Congress set to debate alliances
The Congress is speaking in different voices on the issue of alliance ahead of the “chintan shivir” being held in Jaipur on January 18 and 19.
The party, which has been leading a coalition government at the Centre since 2004, has never been comfortable with this very concept.
In fact, a senior heavyweight of the Congress party on Saturday asked why do regional parties fight Lok Sabha elections when they do not have national programmes, national vision and national organisational structure.
Asked does it mean that there would be no United Progressive Alliance (UPA)-3, he asked why not?
The issue of alliance would certainly be discussed in the party’s brain storming session.
There is a growing realisation in the Congress that regional parties in the UPA and supporting it from outside are the main hurdles in its attempts to regain lost grounds. The Congress party has not been gaining in Uttar Pradesh, Bihar, Tamil Nadu, West Bengal with or without alliances.
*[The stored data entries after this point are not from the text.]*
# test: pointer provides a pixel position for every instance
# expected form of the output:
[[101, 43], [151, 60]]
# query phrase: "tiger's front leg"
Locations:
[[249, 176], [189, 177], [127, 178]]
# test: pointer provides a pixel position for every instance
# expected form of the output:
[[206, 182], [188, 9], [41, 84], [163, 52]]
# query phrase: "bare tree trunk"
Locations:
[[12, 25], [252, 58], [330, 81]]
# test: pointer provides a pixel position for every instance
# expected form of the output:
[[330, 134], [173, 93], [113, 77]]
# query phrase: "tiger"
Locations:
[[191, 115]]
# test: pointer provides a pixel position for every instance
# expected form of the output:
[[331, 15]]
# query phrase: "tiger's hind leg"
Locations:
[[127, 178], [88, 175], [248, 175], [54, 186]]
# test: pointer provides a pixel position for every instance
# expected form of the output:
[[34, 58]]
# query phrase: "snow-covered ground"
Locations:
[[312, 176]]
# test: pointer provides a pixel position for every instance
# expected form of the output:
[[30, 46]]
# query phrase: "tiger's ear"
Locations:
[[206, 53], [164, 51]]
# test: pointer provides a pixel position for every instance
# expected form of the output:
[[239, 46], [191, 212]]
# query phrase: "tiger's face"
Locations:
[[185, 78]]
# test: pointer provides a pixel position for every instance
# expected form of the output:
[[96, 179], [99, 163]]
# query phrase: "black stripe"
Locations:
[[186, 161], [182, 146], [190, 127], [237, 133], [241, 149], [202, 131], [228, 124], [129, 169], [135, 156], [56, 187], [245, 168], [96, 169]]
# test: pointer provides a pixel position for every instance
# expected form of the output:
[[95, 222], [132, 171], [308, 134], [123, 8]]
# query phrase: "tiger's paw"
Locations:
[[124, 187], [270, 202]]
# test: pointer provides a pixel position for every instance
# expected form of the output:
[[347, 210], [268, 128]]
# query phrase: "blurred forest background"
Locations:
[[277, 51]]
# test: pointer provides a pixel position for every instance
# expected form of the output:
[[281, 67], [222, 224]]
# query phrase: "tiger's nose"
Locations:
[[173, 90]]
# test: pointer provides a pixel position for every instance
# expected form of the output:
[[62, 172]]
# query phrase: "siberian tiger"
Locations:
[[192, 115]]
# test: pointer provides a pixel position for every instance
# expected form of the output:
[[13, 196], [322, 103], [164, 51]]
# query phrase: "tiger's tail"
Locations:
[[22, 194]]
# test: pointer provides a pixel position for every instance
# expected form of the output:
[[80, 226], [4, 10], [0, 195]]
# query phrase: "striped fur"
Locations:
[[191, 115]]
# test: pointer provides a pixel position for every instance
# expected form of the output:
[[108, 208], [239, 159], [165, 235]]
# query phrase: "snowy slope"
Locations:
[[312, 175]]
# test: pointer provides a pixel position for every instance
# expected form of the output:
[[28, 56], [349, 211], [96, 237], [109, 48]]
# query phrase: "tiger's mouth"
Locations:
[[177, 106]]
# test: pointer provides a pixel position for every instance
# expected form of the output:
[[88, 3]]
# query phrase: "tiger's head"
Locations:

The Congress may be wanting alliances on its term without compromising secularism but it has not helped it at the ground level, insiders conceded.
This issue had also dominated in the “Vichar Manthan Shivir” held at Panchmarhi and Shimla in 1998 and 2003 respectively. If the UPA-1 was the Congress’ strategy to unseat the BJP-led NDA from power in 2004, the UPA 2 was a sort of compulsion. The Congress had modified its line on alliance in the 2009 Lok Sabha elections by confining it to states. In the UPA-1, the Left parties were its friend outside West Bengal, Kerala and Tripura and the Congress had even left some seats for them. The Left had supported the UPA government from outside till 2008 on the common minimum programme. But in the UPA -2, the scene had changed with the Left, the RJD, LJP, MDMK, PMK, and TRS fielding candidates against it.